Standard deviation is a core statistical algorithm used to measure variability of a data set. It is used in data science extensively, to provide useful information about the data. The computation itself uses summation twice within the algorithm: once to compute the mean (average) of the data set, and another to sum the square of the difference between each data item and the mean (see the equation on Wikipedia).
Summation of arrays is something that the HPCsharp library in C# (free and open source) implements very well. It provides parallel versions of Array.Sum() for all C# numeric data types. These implementations use data-parallel SIMD/SSE instructions on each processor core, and also use all of the cores.
HPCsharp summation implementations are also safer to use than the standard C# Array.Sum(), because they avoid numeric overflow exceptions internally, while providing perfectly accurate results integer results, at full speed.
Performance
The following benchmarks ran on a six-core Dell G5 laptop with an i7-9750H processor.

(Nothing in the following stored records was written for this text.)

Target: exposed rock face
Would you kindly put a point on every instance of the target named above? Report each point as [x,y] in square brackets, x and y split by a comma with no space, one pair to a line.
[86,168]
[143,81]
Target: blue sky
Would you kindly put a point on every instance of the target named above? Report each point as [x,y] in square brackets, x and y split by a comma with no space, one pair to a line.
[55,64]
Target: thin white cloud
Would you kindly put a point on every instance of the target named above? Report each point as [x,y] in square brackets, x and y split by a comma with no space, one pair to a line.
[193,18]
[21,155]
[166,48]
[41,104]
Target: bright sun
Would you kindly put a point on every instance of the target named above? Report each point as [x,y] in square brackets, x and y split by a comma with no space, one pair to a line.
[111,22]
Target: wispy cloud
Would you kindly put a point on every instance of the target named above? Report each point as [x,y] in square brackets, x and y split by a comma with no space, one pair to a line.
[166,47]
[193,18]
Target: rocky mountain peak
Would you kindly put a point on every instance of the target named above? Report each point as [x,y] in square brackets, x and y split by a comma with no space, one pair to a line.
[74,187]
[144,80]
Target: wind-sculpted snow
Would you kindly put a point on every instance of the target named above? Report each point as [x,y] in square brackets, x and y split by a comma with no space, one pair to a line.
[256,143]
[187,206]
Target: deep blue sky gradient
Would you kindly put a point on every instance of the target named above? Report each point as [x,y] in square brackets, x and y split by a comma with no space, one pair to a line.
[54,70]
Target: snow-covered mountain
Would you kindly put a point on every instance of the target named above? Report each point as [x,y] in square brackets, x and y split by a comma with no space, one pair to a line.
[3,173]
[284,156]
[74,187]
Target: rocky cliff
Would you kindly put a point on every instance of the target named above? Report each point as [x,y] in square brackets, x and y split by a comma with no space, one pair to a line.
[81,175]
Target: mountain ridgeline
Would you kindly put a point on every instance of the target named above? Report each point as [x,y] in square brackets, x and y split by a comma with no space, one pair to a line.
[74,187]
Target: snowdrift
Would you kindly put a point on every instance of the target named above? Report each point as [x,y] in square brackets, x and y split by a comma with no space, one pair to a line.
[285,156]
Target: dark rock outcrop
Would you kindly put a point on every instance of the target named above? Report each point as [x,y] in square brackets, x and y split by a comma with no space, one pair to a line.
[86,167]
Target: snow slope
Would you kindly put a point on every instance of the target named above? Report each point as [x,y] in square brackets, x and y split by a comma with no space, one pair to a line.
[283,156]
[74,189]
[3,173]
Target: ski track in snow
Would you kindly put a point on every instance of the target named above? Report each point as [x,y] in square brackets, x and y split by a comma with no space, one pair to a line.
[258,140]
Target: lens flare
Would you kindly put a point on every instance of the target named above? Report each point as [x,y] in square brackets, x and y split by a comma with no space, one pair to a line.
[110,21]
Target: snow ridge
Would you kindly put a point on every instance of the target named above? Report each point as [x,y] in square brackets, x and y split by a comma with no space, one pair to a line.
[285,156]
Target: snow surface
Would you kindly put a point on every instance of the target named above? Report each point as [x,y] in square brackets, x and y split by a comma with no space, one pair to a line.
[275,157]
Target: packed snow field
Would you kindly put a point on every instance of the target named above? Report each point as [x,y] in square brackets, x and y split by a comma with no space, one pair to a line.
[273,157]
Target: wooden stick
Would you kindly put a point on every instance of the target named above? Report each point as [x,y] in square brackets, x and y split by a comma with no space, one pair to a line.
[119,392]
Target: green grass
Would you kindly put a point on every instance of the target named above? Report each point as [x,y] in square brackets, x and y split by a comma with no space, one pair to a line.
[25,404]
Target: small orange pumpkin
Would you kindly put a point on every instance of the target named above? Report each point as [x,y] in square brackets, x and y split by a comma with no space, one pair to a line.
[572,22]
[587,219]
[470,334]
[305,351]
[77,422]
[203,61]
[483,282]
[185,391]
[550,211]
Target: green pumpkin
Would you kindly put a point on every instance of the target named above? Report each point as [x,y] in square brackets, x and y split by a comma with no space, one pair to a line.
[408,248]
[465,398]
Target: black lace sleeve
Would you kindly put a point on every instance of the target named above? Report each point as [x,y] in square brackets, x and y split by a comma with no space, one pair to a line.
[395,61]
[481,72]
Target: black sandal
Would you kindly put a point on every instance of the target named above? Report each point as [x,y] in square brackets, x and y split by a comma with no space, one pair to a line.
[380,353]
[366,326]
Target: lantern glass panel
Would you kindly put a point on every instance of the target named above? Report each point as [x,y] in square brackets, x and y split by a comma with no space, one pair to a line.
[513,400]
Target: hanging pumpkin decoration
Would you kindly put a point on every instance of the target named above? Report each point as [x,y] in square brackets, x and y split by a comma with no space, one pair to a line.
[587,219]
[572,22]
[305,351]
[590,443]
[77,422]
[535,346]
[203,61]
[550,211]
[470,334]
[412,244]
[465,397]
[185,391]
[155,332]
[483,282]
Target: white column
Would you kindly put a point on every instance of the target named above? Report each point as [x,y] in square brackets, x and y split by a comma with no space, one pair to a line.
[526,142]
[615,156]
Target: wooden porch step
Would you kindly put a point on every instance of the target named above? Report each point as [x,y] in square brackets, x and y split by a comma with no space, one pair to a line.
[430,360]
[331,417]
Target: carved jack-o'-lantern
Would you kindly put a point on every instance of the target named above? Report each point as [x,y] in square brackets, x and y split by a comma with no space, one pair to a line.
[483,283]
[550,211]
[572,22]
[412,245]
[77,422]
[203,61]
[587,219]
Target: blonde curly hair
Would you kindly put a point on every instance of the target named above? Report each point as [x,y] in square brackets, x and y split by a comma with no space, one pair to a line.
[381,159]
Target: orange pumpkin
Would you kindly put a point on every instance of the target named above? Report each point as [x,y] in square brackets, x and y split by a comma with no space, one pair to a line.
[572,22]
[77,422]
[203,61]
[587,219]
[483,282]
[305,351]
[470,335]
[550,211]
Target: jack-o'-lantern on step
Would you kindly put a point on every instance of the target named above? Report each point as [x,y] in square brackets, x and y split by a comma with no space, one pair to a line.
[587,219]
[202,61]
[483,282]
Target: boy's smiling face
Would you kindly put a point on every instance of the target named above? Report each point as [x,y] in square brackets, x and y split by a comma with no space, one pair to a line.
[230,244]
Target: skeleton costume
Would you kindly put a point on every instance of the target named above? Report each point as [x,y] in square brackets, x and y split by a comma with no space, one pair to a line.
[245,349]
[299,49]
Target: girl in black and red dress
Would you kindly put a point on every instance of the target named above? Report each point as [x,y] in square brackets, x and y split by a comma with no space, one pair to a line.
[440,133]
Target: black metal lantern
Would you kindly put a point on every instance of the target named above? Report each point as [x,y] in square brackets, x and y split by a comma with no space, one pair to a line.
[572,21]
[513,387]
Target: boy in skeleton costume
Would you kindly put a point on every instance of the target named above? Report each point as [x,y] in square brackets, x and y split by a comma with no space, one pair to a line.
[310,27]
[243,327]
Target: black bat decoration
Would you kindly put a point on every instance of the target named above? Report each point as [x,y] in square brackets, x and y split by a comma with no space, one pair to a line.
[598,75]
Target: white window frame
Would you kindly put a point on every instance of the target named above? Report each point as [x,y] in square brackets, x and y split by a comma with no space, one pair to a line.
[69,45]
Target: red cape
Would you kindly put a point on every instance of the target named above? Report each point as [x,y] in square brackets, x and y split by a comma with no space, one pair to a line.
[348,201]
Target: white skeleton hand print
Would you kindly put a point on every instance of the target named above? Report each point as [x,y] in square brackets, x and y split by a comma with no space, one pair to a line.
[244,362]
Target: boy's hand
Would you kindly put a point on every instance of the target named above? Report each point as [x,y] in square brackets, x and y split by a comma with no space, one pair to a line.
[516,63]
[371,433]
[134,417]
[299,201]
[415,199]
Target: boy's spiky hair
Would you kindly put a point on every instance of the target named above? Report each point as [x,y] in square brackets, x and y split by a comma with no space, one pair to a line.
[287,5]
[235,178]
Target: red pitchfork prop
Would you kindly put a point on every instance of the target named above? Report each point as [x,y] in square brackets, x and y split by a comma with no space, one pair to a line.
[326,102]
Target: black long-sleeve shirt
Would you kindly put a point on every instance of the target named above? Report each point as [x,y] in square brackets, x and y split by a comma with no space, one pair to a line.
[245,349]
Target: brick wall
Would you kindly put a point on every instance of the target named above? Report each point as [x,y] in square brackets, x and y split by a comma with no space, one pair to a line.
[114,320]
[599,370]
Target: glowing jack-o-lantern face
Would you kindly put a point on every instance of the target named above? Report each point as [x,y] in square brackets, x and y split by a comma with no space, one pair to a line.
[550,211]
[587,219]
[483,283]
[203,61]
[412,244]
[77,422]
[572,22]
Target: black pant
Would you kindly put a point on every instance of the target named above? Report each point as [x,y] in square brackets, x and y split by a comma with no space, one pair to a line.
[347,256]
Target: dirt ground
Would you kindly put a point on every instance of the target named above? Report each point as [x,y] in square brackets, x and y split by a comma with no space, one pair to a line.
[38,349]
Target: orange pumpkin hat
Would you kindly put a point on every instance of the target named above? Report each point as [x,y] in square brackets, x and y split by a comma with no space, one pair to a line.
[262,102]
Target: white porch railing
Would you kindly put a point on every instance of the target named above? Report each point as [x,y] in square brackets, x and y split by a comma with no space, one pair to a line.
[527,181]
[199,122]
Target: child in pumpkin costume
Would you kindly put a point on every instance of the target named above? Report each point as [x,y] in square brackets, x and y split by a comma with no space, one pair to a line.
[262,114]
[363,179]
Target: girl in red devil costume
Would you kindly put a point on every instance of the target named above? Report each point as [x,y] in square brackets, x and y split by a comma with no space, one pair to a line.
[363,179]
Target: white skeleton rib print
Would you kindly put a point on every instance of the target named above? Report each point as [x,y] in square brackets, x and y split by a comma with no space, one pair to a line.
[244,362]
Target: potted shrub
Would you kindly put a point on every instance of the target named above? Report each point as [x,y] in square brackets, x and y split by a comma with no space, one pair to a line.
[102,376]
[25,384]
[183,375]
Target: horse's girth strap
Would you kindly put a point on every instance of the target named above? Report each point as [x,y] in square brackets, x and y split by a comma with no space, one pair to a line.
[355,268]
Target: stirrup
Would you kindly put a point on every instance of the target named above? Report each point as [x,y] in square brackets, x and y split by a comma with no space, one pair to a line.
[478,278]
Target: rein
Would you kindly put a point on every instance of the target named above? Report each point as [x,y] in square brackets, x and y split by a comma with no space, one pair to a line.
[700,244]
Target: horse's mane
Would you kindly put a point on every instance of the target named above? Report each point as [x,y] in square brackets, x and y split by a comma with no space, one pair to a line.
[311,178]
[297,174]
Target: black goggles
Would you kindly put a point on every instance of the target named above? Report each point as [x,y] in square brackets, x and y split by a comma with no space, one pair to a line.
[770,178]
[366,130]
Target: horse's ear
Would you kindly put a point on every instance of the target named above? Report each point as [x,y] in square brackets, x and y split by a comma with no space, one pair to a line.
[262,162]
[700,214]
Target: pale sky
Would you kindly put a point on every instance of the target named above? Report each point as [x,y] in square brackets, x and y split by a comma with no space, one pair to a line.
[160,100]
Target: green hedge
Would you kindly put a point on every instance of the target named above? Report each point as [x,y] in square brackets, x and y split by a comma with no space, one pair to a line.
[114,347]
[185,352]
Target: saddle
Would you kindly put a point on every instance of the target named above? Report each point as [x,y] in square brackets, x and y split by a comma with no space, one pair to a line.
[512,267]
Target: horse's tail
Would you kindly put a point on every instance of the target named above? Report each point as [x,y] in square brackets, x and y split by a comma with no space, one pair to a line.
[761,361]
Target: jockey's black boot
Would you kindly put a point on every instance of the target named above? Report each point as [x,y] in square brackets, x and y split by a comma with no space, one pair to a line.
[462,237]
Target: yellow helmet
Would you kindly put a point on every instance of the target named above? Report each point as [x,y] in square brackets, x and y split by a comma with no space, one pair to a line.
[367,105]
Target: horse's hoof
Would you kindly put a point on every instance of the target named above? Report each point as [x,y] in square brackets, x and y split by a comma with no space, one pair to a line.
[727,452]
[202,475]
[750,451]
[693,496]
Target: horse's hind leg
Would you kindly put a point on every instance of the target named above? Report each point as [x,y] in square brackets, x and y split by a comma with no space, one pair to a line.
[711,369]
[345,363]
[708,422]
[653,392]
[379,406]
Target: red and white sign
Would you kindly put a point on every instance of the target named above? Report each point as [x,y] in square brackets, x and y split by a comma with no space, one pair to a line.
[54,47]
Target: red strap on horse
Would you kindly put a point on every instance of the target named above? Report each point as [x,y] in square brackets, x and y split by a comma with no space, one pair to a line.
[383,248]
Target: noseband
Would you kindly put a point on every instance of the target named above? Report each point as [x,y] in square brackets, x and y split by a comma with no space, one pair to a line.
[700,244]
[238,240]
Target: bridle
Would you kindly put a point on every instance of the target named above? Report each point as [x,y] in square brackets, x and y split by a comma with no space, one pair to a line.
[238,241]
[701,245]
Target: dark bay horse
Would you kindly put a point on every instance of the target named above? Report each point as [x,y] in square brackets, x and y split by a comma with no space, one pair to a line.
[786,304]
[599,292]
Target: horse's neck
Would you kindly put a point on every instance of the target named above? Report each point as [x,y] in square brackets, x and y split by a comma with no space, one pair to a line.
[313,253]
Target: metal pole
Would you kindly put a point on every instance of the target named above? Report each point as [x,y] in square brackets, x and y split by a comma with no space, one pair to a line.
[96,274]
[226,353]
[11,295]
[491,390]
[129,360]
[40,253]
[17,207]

Standard deviation of integer arrays:
– 0.5 GigaIntegers/sec for Linq-style multi-core implementation
– 3.4 GigaIntegers/sec for SSE, multi-core HPCsharp implementation
Standard deviation of long arrays:
– 0.48 GigaLongs/sec for Linq-style multi-core implementation
– 1.8 GigaLongs/sec for SSE, multi-core HPCsharp implementation
Standard deviation of ulong arrays:
– 2.0 GigaUlongs/sec for SSE, multi-core HPCsharp implementation
Standard deviation of float arrays:
– 0.49 GigaFloats/sec for Linq-style multi-core implementation
– 4.0 GigaFloats/sec for SSE, multi-core HPCsharp implementation
Standard deviation of double arrays:
– 0.49 GigaDoubles/sec for Linq-style multi-core implementation
– 2.1 GigaDoubles/sec for SSE, multi-core HPCsharp implementation
Standard C# does not support .Sum() for ulong[], and is the reason there is no comparison for standard deviation of ulong[] arrays.
Arithmetic Overflow
The above performance comparisons for integer and long arrays is fair if we know that the values within that array are small enough for .Sum() to never cause arithmetic overflow. However, if the values within the array are large enough to cause arithmetic overflow, then before performing the .Sum() we need to cast to a data type that is bigger, and is big enough to never overflow. For instance, for integer array .Sum(), we would first cast to long, as in:
myArray.Sum( v => (long)v );
myArray.Average( v => (long)v );
For long[] or ulong[] arrays, we would first cast to Decimal, which has 96-bits of accuracy.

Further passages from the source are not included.